Настя: «Родная мать тоже развела. Даже не намекнула, что на восемь лет меня не в балет, а в ад отправляет. Впарила мне его, как я сейчас своим клиентам новостройки впариваю. Только с хорошей стороны показываю. Плохую они и сами узнают. Отец не лучше. Тоже, кстати, депутат. Тоже всё обещал, обещал чего-то. То в зоопарк, то на руках носить. А потом „извини, сегодня не могу“. И чуть позже это „мы с мамой решили пожить отдельно“. Конечно, „они“ решили. Мама в слезах потом полгода ходила. Все врут. Все. И я с ними».
Саша: «Нет, вроде не плачет».
Настя: «Только одного человека знаю, который всё время правду говорит. Светка из балетного. Принципиальная. Но что ни скажет, так и случается. Говорила, будет в Париже танцевать. И танцует. Говорила, муж русский будет. И в прошлом году за Васю вышла. Фотографии такие счастливые-счастливые… А у меня всё наоборот… Что ни запланирую – или со скрипом, или вообще по-другому. Может, тоже не врать попробовать? Прямо сейчас начать? Помаду стереть и в аэропорту вместо халатика пижаму со слониками купить. И чемодан новый, белый такой. Да бред! Кто ж на меня без косметики да со слониками. Мужикам же поярче да посочнее».
Саша: «О, вон Олимпийский дом видно. Не здание, а волна. Сплошное движение».
Настя: «Ой, а почему это я ничем пошевелить не могу. Ни руку поднять. Ни голову повернуть. Мамочка!!! Что же это?!!! Г-г-г-г-г… И язык не слушается. Даже помычать не могу».

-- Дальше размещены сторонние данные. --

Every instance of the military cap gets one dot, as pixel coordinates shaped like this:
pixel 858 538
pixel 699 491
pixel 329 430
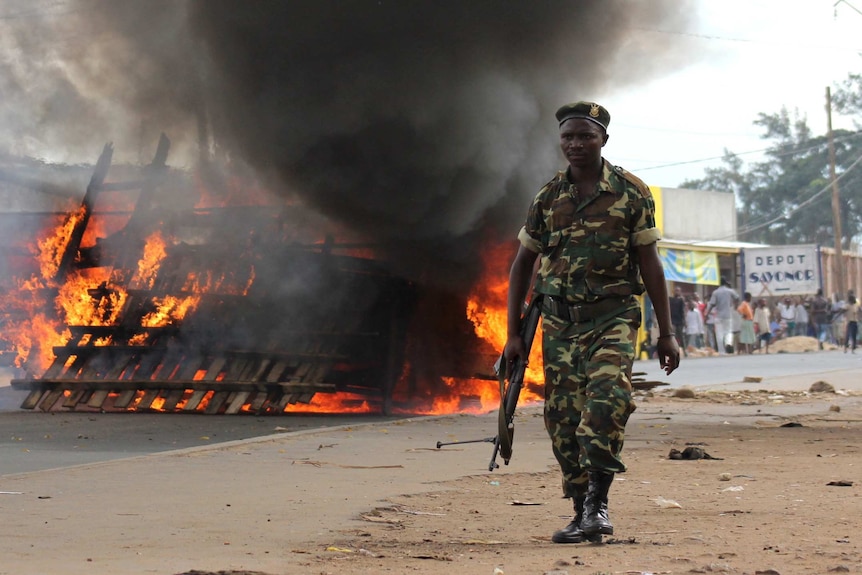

Саша: «Копчёная вон затихла, голову опустила. Уснула».
Настя: «Только моргать могу, только моргать. А нет, ещё глазами двигать. Что же это? Паралич? Или умираю? С чего бы в двадцать шесть лет? Может, когда грудь делали, инфекцию занесли? Мамочка!!! Эй, водитель, посмотри на меня, мне плохо. Тупица, зачем пристегнулась, так бы, может, завалилась бы набок, он бы заметил. И дышу я как-то медленно. Мне же страшно, а дышу медленно. Точно умираю. Блин, с матерью так и не помирилась, с отцом не разговаривала давно. Мамочка, мамочка, прости меня, непутёвую. Ну кто ж знал, что ноги у меня не такие длинные вырастут и никогда, никогда не быть мне примой. Ну не могла, не могла я принять роль вечно второй. И, пап, зоопарки я никогда не любила, я тебя любила. Очень. И сейчас люблю. Всё тело онемело. Будто отсидела. Дура, как можно тело отсидеть. И вообще, дура. Дура, дура, дура. Грудь захотела побольше… И зачем? Чтобы чужого мужика радовать? Ну, и что теперь? Лежу овощем… Точнее, сижу. Но всё равно овощем. Не сочная дыня, не сладкий персик, а тупая, тупая картошка. Пролежала восемь лет не на том складе, а потом меня один свинопас купил. Да купил, купил, чего тут. Тут уже не до вранья. Купил и периодически жарил. Меню своё диетическое по секрету разнообразил. С маслицем жарил, сука, с перчиком, с солькой, с другими овощами иногда мешал. Любитель женского рагу… Гурман. И не мама виновата, не папа, сама… Сдохну, стухну, сгнию вместе со своими новыми сиськами. Ну, что там обычно перед смертью делают? Жизнь вспоминают? Да нечего вспоминать… Всё время какие-то женатые сказочники залазили на моё стройное, выдрессированное балетом тело. Пыхтели, а потом после душа полотенцем тщательно вытирались. Блин, за столько лет ни разу с ними по-настоящему хорошо не было. Всё притворялась. Ладно, перед ними притворялась. Но ведь и перед собой тоже. Закупаясь в секс-шопе, говорила себе, что развратная. А на самом деле – одинокая. О-ди-но-ка-я. Я думала, что я – муза. А я – одинокая картошка. Эх, если б пожить ещё! Я тогда б… Не картошкой, а ветром, волной…»
Саша: «Точно уснула».
Настя: «Ой, вроде шевелиться могу. Да, точно могу».
Саша: «О, голову подняла. Глаза испуганные-испуганные. Сказала, не в аэропорт, а в больницу ей надо. И за телефон, маме звонит. Извиняется. Плачет».
Настя: «Так, с мамой поговорила, папе написала, Стёпу послала. Что ещё?»
Саша: «Бедная бледная девочка. Вдруг ни с того ни с сего сказала, что Лозанна ей на самом деле вообще не понравилась. Надо быстрее ехать».